Kedua mayat merah itu dibungkus dengan kain, lalu Dian Long menaikkannya kegerobak pengangkut jerami yang walaupun sudah tua tetapi masih bisa dipakai.
“Piawko, aku ikut denganmu!” tiba-tiba A Hu berseru sambil berlari kesamping Dian Long.
“A Hu, tak mungkin aku membawamu dalam keadaan menyamar seperti ini. Lebih baik kau tinggal bersama Hoa-moi disini. Kalau aku dapat menyelinap keluar, aku akan mengunjungi kalian berdua. Hoa-moi, aku titip A Hu padamu,” sahut Dian Long berjalan pergi kembali menuju kota Beiping sambil mendorong gerobak.

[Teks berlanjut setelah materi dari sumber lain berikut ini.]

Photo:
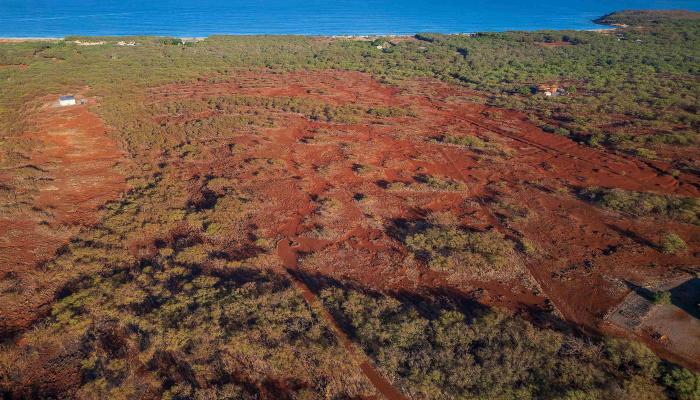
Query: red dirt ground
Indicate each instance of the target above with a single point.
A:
(72, 160)
(583, 255)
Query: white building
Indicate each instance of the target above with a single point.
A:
(64, 101)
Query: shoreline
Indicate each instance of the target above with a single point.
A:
(15, 39)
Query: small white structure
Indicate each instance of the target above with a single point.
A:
(65, 101)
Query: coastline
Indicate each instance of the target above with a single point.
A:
(340, 37)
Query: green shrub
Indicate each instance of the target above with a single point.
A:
(673, 244)
(684, 209)
(450, 249)
(684, 384)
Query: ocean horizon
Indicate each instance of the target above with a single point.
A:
(53, 18)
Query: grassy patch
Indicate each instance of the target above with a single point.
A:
(683, 209)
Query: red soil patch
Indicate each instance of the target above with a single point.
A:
(72, 160)
(554, 44)
(583, 253)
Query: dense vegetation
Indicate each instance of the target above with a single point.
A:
(635, 88)
(683, 209)
(166, 297)
(447, 353)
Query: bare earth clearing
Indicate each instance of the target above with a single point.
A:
(337, 198)
(68, 176)
(331, 188)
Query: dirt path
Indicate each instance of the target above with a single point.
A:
(287, 251)
(68, 176)
(348, 192)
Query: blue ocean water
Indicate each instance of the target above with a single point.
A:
(57, 18)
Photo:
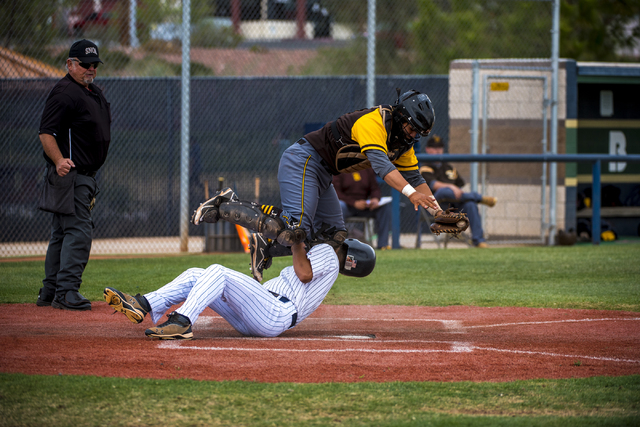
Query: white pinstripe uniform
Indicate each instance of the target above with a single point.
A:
(247, 305)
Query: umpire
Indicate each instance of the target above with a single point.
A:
(75, 132)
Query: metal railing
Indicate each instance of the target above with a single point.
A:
(595, 159)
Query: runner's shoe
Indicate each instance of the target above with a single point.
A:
(260, 259)
(135, 308)
(208, 211)
(177, 327)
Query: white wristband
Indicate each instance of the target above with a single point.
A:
(433, 211)
(408, 190)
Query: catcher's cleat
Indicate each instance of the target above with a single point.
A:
(489, 201)
(260, 259)
(177, 327)
(208, 211)
(135, 308)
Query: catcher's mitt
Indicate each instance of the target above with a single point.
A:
(449, 222)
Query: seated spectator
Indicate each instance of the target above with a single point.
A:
(446, 185)
(359, 195)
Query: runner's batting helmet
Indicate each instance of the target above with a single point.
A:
(416, 109)
(360, 259)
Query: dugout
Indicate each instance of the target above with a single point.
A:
(603, 117)
(597, 114)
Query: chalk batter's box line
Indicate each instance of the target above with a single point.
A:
(464, 348)
(450, 324)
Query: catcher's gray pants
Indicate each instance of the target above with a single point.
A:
(306, 188)
(70, 243)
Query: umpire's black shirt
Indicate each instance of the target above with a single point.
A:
(82, 115)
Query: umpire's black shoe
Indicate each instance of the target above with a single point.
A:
(135, 308)
(177, 327)
(72, 300)
(208, 211)
(45, 298)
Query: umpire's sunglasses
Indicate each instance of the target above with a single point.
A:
(86, 65)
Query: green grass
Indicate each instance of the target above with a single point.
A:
(582, 276)
(585, 277)
(92, 401)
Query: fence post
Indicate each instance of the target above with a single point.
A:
(595, 202)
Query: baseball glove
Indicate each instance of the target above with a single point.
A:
(449, 222)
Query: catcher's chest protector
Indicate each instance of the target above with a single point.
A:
(349, 157)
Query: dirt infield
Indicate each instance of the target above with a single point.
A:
(335, 344)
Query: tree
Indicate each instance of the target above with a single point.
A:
(595, 30)
(26, 25)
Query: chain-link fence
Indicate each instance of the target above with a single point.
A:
(263, 72)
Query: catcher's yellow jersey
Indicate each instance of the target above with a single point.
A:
(359, 132)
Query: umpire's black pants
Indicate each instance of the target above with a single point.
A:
(70, 244)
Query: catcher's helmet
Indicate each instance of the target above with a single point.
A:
(416, 109)
(360, 259)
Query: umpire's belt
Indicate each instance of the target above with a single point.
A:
(85, 172)
(294, 317)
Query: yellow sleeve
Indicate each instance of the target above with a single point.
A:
(369, 132)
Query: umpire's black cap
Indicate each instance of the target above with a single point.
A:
(85, 50)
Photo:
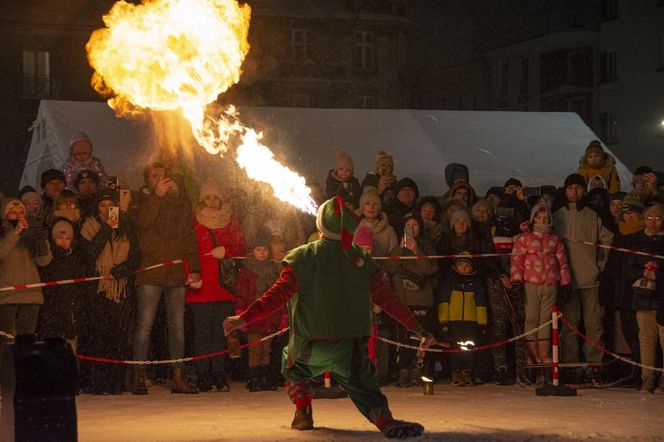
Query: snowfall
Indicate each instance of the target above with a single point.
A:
(486, 412)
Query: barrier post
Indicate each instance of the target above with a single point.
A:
(555, 389)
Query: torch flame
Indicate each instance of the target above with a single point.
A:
(179, 55)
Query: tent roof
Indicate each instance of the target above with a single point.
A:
(535, 147)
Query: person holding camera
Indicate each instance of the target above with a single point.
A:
(164, 223)
(18, 265)
(413, 282)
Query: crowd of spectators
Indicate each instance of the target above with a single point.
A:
(84, 223)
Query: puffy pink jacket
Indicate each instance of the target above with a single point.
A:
(539, 258)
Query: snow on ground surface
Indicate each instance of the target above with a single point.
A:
(478, 413)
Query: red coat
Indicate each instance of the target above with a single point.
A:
(232, 239)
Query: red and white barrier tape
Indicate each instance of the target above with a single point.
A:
(618, 249)
(79, 280)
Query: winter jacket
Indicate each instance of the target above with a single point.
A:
(165, 232)
(462, 299)
(585, 261)
(635, 265)
(385, 238)
(19, 266)
(350, 190)
(420, 271)
(229, 237)
(539, 258)
(608, 172)
(252, 281)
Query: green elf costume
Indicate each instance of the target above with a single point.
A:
(329, 285)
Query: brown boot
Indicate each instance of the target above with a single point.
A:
(180, 384)
(138, 386)
(544, 350)
(304, 419)
(531, 349)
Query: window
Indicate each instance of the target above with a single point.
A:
(36, 74)
(609, 9)
(402, 53)
(525, 76)
(505, 80)
(607, 127)
(608, 66)
(364, 51)
(299, 45)
(300, 100)
(364, 102)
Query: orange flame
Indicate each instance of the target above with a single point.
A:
(179, 55)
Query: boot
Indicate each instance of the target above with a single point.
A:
(403, 381)
(138, 386)
(544, 350)
(304, 419)
(457, 378)
(531, 349)
(180, 384)
(253, 379)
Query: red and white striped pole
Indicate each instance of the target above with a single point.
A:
(554, 343)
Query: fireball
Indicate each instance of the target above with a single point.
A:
(180, 55)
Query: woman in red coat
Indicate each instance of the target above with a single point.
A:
(219, 238)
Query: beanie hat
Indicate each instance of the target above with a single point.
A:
(459, 214)
(11, 203)
(464, 260)
(62, 226)
(262, 238)
(384, 159)
(336, 221)
(342, 160)
(483, 203)
(642, 170)
(210, 188)
(406, 182)
(617, 196)
(364, 237)
(595, 147)
(370, 193)
(633, 202)
(52, 175)
(79, 136)
(86, 173)
(26, 189)
(575, 178)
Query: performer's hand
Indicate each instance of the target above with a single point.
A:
(233, 323)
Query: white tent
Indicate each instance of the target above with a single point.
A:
(535, 147)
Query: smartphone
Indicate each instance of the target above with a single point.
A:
(114, 216)
(125, 199)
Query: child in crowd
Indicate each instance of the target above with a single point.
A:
(539, 262)
(413, 282)
(596, 162)
(341, 182)
(80, 157)
(257, 275)
(383, 179)
(462, 316)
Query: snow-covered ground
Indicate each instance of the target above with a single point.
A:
(485, 412)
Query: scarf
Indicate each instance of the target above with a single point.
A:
(629, 227)
(116, 251)
(214, 219)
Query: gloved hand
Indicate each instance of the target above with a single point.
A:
(218, 252)
(563, 295)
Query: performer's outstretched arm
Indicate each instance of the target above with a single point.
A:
(272, 300)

Tak ada pilihan lain bagi A Hu kecuali tinggal bersama Cui-beng Kiam-hoa dirumah petani bobrok yang sudah sedikit dibenahi oleh Kiam-hoa supaya layak ditinggali.
Walaupun tadinya mereka mempunyai ganjalan hati akibat serangan A Hu terhadap Kiam-hoa, tapi lama kelamaan keduanya menjadi akrab satu sama lain. Kiam-hoa banyak menceritakan kejadian-kejadian didunia kangouw yang belum pernah didengar A Hu. Tentu saja A Hu yang belum lama terjun kedunia kangouw merasa tertarik dan senang. Bab 8. Jurus Sin-liong Pay-bie (Naga Sakti Mengelebatkan ekor)

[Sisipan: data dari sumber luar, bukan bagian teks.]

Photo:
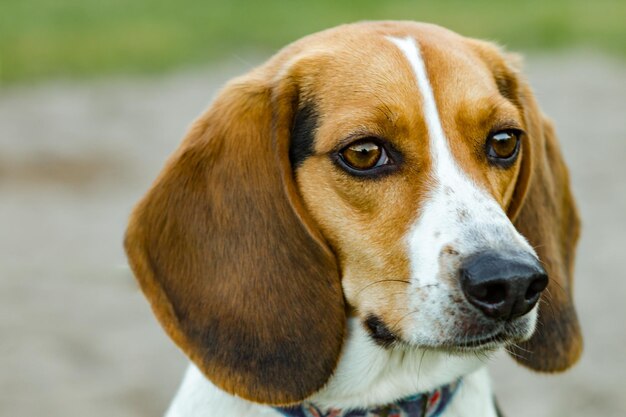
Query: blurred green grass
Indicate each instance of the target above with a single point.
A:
(42, 39)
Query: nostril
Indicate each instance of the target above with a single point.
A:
(536, 287)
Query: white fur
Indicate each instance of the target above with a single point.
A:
(367, 375)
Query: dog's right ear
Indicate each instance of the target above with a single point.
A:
(228, 257)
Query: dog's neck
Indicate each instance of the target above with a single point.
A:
(367, 376)
(427, 404)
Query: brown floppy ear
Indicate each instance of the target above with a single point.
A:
(545, 213)
(228, 259)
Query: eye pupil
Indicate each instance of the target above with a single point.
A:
(363, 155)
(503, 146)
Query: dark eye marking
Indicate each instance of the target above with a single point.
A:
(302, 138)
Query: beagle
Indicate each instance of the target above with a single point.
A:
(351, 228)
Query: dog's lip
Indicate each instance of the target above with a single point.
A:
(493, 340)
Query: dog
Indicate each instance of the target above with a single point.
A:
(353, 226)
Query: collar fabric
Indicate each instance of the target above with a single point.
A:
(429, 404)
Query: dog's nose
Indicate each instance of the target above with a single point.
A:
(501, 286)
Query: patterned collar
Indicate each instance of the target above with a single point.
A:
(429, 404)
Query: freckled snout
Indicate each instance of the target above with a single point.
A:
(502, 286)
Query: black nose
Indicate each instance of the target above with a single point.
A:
(503, 286)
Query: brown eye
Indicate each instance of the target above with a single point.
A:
(364, 155)
(502, 147)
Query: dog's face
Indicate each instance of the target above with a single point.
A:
(392, 172)
(407, 194)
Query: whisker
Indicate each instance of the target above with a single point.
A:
(404, 281)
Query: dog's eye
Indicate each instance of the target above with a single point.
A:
(503, 147)
(364, 155)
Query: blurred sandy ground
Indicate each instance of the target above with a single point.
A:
(77, 337)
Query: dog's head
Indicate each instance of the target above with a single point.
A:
(395, 172)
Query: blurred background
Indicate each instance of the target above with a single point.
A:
(95, 94)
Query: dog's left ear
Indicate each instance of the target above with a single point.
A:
(543, 210)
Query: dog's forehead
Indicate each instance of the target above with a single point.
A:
(356, 73)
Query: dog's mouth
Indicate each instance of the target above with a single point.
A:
(487, 340)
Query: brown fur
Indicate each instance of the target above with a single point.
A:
(242, 264)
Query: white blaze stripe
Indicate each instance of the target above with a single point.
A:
(438, 140)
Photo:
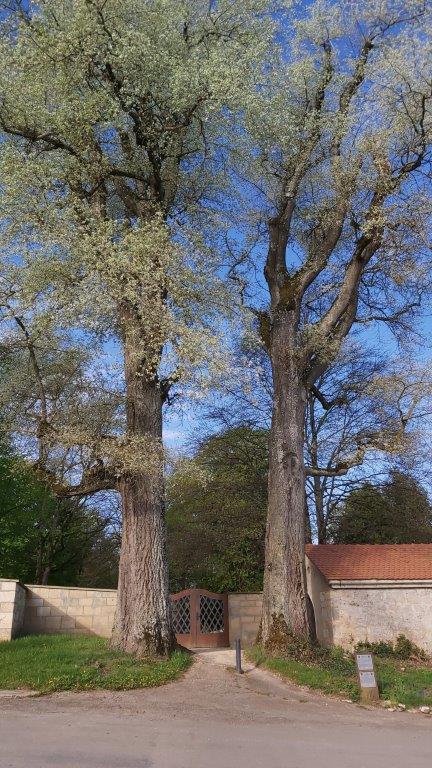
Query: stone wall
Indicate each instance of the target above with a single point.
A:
(344, 615)
(382, 613)
(12, 605)
(69, 610)
(244, 617)
(320, 595)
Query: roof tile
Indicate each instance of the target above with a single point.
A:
(372, 561)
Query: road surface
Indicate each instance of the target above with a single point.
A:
(211, 719)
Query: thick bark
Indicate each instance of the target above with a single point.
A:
(143, 624)
(285, 610)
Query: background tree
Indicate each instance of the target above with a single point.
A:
(337, 162)
(46, 540)
(111, 117)
(366, 413)
(396, 512)
(216, 510)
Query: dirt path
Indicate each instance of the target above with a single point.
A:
(211, 719)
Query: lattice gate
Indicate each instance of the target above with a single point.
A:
(200, 618)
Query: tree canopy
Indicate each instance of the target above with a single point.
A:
(396, 512)
(217, 503)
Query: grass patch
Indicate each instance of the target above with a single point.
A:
(48, 663)
(333, 671)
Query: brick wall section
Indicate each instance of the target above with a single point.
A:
(69, 610)
(382, 613)
(12, 603)
(244, 617)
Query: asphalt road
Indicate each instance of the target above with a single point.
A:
(211, 719)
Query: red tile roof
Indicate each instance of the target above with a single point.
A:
(372, 561)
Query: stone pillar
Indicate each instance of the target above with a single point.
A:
(12, 605)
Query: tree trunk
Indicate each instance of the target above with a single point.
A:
(285, 611)
(143, 624)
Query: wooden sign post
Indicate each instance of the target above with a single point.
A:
(367, 678)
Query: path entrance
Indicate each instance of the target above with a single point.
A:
(200, 618)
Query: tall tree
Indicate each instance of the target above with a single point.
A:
(216, 510)
(338, 161)
(111, 117)
(397, 512)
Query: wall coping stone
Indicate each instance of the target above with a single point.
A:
(55, 586)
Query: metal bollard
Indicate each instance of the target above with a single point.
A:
(238, 657)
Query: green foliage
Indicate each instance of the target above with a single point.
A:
(333, 671)
(330, 671)
(216, 513)
(51, 540)
(398, 512)
(78, 663)
(402, 648)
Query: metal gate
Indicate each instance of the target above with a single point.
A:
(200, 618)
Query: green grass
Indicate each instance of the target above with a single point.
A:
(334, 673)
(48, 663)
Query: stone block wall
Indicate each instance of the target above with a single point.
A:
(244, 617)
(382, 613)
(12, 605)
(69, 610)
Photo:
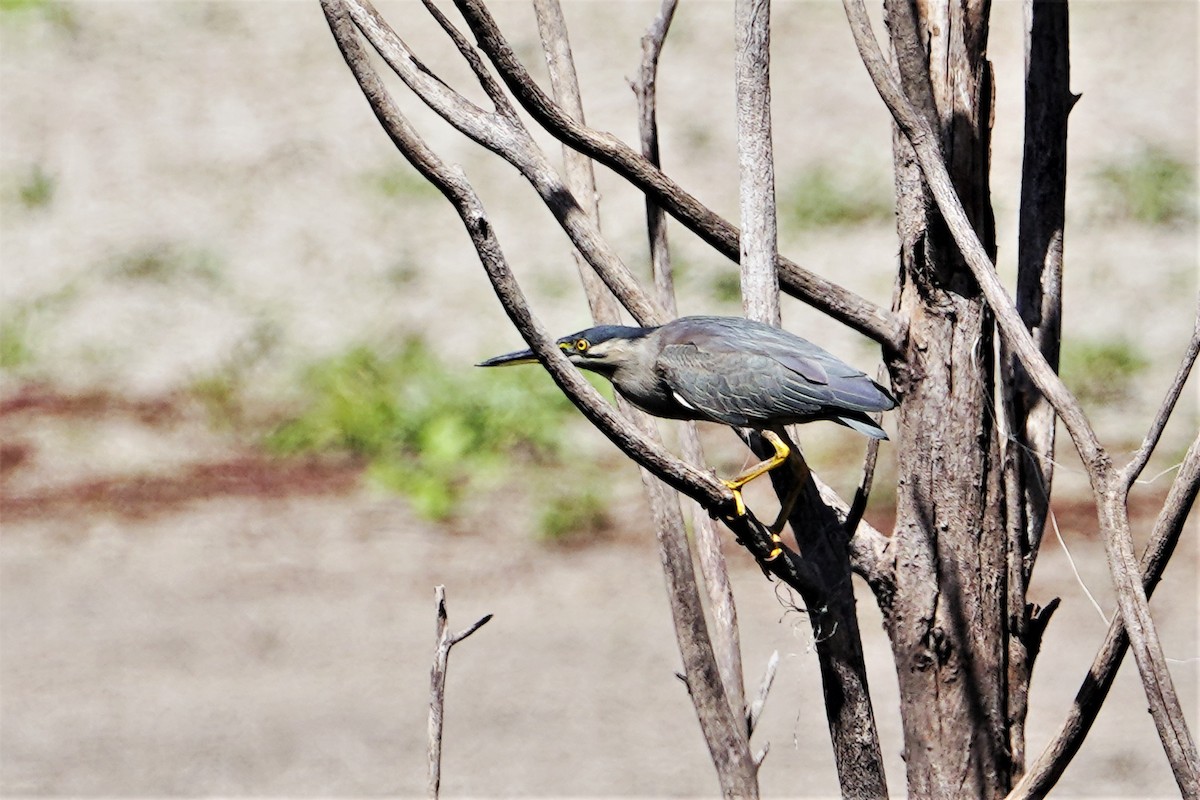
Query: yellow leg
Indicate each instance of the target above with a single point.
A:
(781, 452)
(785, 510)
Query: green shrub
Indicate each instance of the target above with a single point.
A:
(575, 515)
(1151, 186)
(426, 429)
(1102, 371)
(15, 350)
(36, 188)
(820, 197)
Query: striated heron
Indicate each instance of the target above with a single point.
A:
(731, 371)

Sam-siong-cung adalah sebuah kampung yang terletak disebelah selatan kota raja Beiping dan berjarak sekitar dua hari perjalanan. Semenjak ibu kota dinasti Beng dipindahkan oleh kaisar Yong Le dari Nanking ke Beiping, kampung ini sering disinggahi oleh orang-orang yang menuju Beiping untuk beristirahat dan mengisi perbekalan sebelum melanjutkan perjalanan menuju Beiping. Lama kelamaan kampung kecil itu berubah ramai menyerupai sebuah kota kecil. Toko-toko, rumah makan dan penginapan mulai banyak dibangun untuk melayani para pesinggah.

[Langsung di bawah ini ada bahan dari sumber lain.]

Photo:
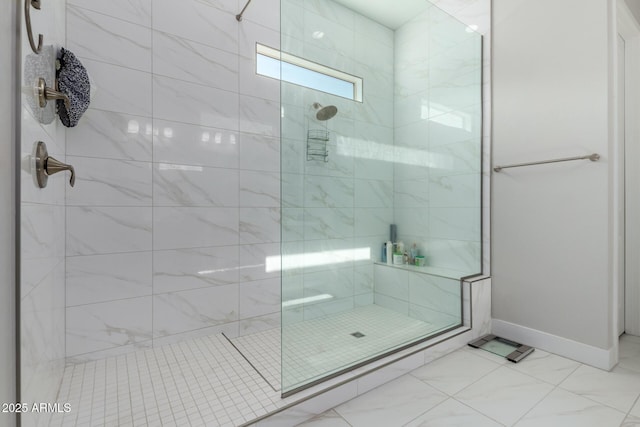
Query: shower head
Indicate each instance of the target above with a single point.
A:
(324, 113)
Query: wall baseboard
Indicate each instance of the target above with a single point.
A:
(587, 354)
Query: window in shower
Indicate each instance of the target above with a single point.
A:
(293, 69)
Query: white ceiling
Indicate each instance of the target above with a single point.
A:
(390, 13)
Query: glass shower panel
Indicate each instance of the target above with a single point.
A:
(408, 154)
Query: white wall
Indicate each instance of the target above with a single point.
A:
(7, 211)
(551, 223)
(634, 6)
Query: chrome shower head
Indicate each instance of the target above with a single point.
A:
(324, 113)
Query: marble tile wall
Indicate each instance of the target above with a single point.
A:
(338, 211)
(42, 228)
(432, 299)
(177, 201)
(438, 124)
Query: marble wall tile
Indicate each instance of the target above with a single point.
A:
(392, 282)
(259, 153)
(250, 33)
(437, 294)
(259, 225)
(119, 89)
(188, 144)
(188, 60)
(102, 38)
(338, 36)
(135, 11)
(455, 126)
(455, 191)
(92, 278)
(185, 269)
(189, 227)
(292, 224)
(336, 282)
(259, 298)
(42, 334)
(98, 185)
(363, 279)
(455, 223)
(254, 84)
(373, 193)
(96, 230)
(259, 189)
(265, 13)
(184, 311)
(42, 231)
(184, 185)
(372, 221)
(328, 223)
(458, 255)
(259, 261)
(260, 116)
(328, 192)
(111, 135)
(193, 103)
(209, 22)
(101, 326)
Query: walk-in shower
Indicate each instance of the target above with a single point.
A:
(235, 180)
(405, 152)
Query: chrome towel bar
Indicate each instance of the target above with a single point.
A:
(593, 157)
(28, 4)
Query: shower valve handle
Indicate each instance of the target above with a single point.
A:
(45, 165)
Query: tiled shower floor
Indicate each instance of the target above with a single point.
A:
(319, 346)
(207, 381)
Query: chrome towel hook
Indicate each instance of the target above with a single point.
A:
(27, 9)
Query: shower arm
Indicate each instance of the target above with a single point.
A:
(239, 16)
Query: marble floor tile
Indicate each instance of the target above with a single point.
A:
(456, 371)
(546, 366)
(636, 409)
(565, 409)
(452, 413)
(326, 419)
(392, 404)
(618, 389)
(504, 394)
(629, 353)
(631, 421)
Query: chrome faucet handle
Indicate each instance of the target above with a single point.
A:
(52, 166)
(45, 165)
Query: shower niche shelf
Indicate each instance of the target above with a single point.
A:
(317, 145)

Didepan gerbang kampung berdiri dua pohon siong yang sudah cukup tua usianya. Tentunya hal ini mengundang pertanyaan bagi para pendatang, karena nama kampung itu sendiri adalah Sam siong (tiga pohon siong). Pohon siong yang ketiga ternyata berdiri di bagian belakang kampung yang hampir tak pernah diperhatikan orang. Dibawah pohon siong tua itu berdiri kelenteng dewa bumi yang sudah tak terurus lagi karena ditinggal para pengurusnya. Para pemuja dewa bumi banyak yang berpindah sembahyang di kelenteng dewa rejeki yang terletak didekat pintu gerbang kampung. Sepinya pengunjung membuat para pengurus kelenteng dewa bumi kesulitan biaya, sehingga kelenteng itu akhirnya diputuskan untuk ditinggalkan.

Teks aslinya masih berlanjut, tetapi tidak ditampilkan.